Protokoll der Sitzung vom 28.08.2008

Gestatten Sie mir dann eine Anmerkung zu den Betreuungsrelationen. Ich finde es völlig legitim, auch Betreuungsrelationen in die Bewertung der Situation einzuführen. Herr Abgeordneter Kuhn, Sie wissen, ich leide

menschlich und persönlich darunter, dass Sie mir heute Ihre Bewunderung entsagt haben.

(Zurufe von der SPD: Oh je!)

Es ist schon ein Schlag. Sie argumentieren dann aber mit Betreuungsrelationen. Das kann man machen. Wenn Sie aber gleichzeitig sagen, unser großes Vorbild sind Bayern und Baden-Württemberg, dann möchte ich sagen, ja, die Kunst würde ich auch vollbringen können, nämlich die Zahl der Studierenden reduzieren, um die Betreuungsrelationen zu verbessern.

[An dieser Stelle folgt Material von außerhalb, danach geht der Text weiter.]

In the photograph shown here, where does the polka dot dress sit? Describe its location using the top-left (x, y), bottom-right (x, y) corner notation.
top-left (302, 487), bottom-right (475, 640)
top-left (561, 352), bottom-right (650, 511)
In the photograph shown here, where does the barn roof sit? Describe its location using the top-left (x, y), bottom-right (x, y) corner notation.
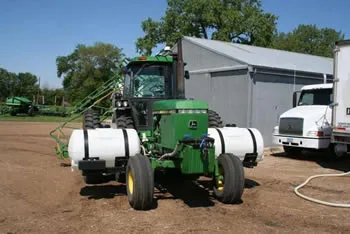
top-left (184, 37), bottom-right (333, 75)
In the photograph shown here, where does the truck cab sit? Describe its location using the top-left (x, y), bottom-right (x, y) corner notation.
top-left (273, 84), bottom-right (333, 154)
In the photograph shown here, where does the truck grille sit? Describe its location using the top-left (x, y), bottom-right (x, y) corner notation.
top-left (279, 118), bottom-right (304, 135)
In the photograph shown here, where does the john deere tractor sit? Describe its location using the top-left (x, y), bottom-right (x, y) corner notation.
top-left (68, 38), bottom-right (263, 210)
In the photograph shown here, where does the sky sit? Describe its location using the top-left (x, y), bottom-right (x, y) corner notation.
top-left (0, 0), bottom-right (350, 89)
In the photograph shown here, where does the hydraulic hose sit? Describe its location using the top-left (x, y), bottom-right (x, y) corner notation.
top-left (294, 171), bottom-right (350, 208)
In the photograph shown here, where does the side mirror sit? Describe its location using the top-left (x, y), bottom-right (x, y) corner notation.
top-left (293, 91), bottom-right (299, 108)
top-left (185, 71), bottom-right (190, 80)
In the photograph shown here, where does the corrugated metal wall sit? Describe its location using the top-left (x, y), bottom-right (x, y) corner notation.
top-left (182, 40), bottom-right (240, 71)
top-left (183, 40), bottom-right (331, 146)
top-left (252, 74), bottom-right (328, 146)
top-left (185, 70), bottom-right (249, 126)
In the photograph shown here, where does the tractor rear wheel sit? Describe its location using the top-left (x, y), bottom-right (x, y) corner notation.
top-left (214, 154), bottom-right (244, 204)
top-left (208, 110), bottom-right (222, 128)
top-left (126, 154), bottom-right (154, 210)
top-left (116, 115), bottom-right (135, 128)
top-left (83, 109), bottom-right (100, 129)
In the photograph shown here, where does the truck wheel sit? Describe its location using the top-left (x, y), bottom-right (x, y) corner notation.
top-left (208, 110), bottom-right (222, 128)
top-left (83, 109), bottom-right (100, 129)
top-left (214, 154), bottom-right (244, 204)
top-left (283, 146), bottom-right (302, 156)
top-left (116, 115), bottom-right (135, 128)
top-left (126, 154), bottom-right (154, 210)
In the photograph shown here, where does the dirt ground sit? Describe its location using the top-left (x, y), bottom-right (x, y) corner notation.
top-left (0, 122), bottom-right (350, 233)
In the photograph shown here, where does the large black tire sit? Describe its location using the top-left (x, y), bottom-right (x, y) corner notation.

Dann müsste ich mich zu Recht in einem halben oder in einem Jahr mit Ihnen auseinandersetzen, dass ich den Fachkräftemangel mit erzeugt hätte.

(Beifall bei der SPD)

Man kann sich eben in diesen Fragen nicht einen Aspekt heraussuchen, sondern man muss die Gesamtbetrachtung anstellen.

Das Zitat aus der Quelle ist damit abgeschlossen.